Pela exclusividade da competência dos julgados de paz, nas matérias que lhe são confiadas, e consequente incompetência dos tribunais judiciais alinham os acórdãos
do Supremo Tribunal de Justiça de 04-03-2004, proferido no processo n.º 03B3646 (neste acórdão, não se trata da questão principal, mas é tratada na parte final da fundamentação), de 05-07-2005, in CJ, 2005, II, pág. 154, de 03-10-2006, proferido no processo de agravo n.º 2396/06 (não publicado na íntegra, mas com sumário aqui), do Tribunal da Relação do Porto de 27-06-2006, proferido no processo n.º 0623377 (por unanimidade), de 08-11-2005, proferido no processo n.º 0525540 (por unanimidade) e de de 05-12-2006, proferido no processo n.º 0626174 (por unanimidade), do Tribunal da Relação de Lisboa de 26-10-2006, proferido no processo n.º 8573/2006-8 (com um voto de vencido), de 29-06-2006, proferido no processo n.º 5726-2006-6 (com um voto de vencido que, porém, não abrange a referida questão), de 22-06-2006, proferido no processo n.º 4929/2006-6 (por unanimidade) e de 14-12-2006, proferido no processo n.º 8989/2006-2 (por unanimidade) e de 18-01-2007, proferido no processo n.º 1047/2006-2 (por unanimidade).

Contra a exclusividade, defendendo a competência alternativa entre tribunais judiciais e julgados de paz nas matérias confiadas a estes, podem ler-se os acórdãos do Supremo Tribunal de Justiça
de 23-01-2007, proferido no processo n.º 06A4032 (por unanimidade), do Tribunal da Relação de Lisboa de 12-07-2006, proferido no processo n.º 3554/2006-7 (por unanimidade), seguindo e citando o acórdão do mesmo tribunal de 18-05-2006, proferido no processo n.º 3896/2006-8 (por unanimidade) e ainda, da mesma Relação, os de 14-11-2006, proferido no processo n.º 8588/2006-7 (com um voto de vencido) e de 14-12-2006, proferido no processo n.º 8759/2006-8 (por unanimidade).
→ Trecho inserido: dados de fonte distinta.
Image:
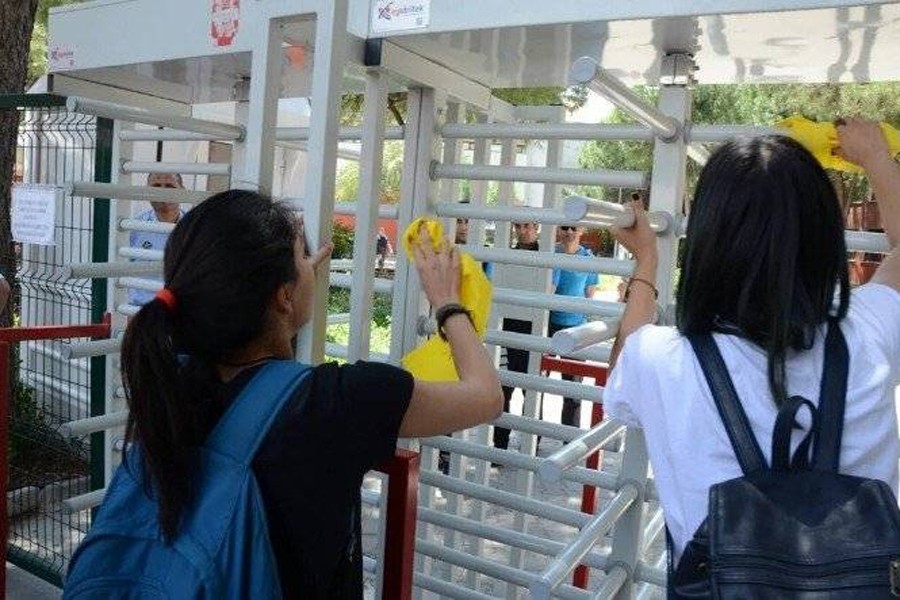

Defendendo a concorrência de competência, transitoriamente, pode ler-se o acórdão do Tribunal da Relação de Lisboa de 14-09-2006, proferido no processo n.º 4664/2006-8.

Na decisão intervieram 33 conselheiros, dos quais apenas 3 discordaram do seu sentido. Será conveniente apreciar a fundamentação do acórdão e o conteúdo dos votos de vencido. É o que se fará de seguida. Apesar de se tratar de um texto longo, a sua transcrição (não integral, mas substancial) permitirá realçar as passagens que julguei mais relavantes da fundamentação e da posição vencida.

O acórdão uniformizador começa por descrever o regime vigente de organização judiciária e a posição que nele ocupam os julgados de paz.
De seguida, entra na questão central, assumindo que
"o quadro legal próximo, designadamente a Lei de Organização e Funcionamento dos Tribunais Judiciais e a Lei dos Julgados de Paz, não contém norma expressa que nos permita a resolução da questão que tem sido veiculada pela expressão competência alternativa ou exclusiva dos julgados de paz".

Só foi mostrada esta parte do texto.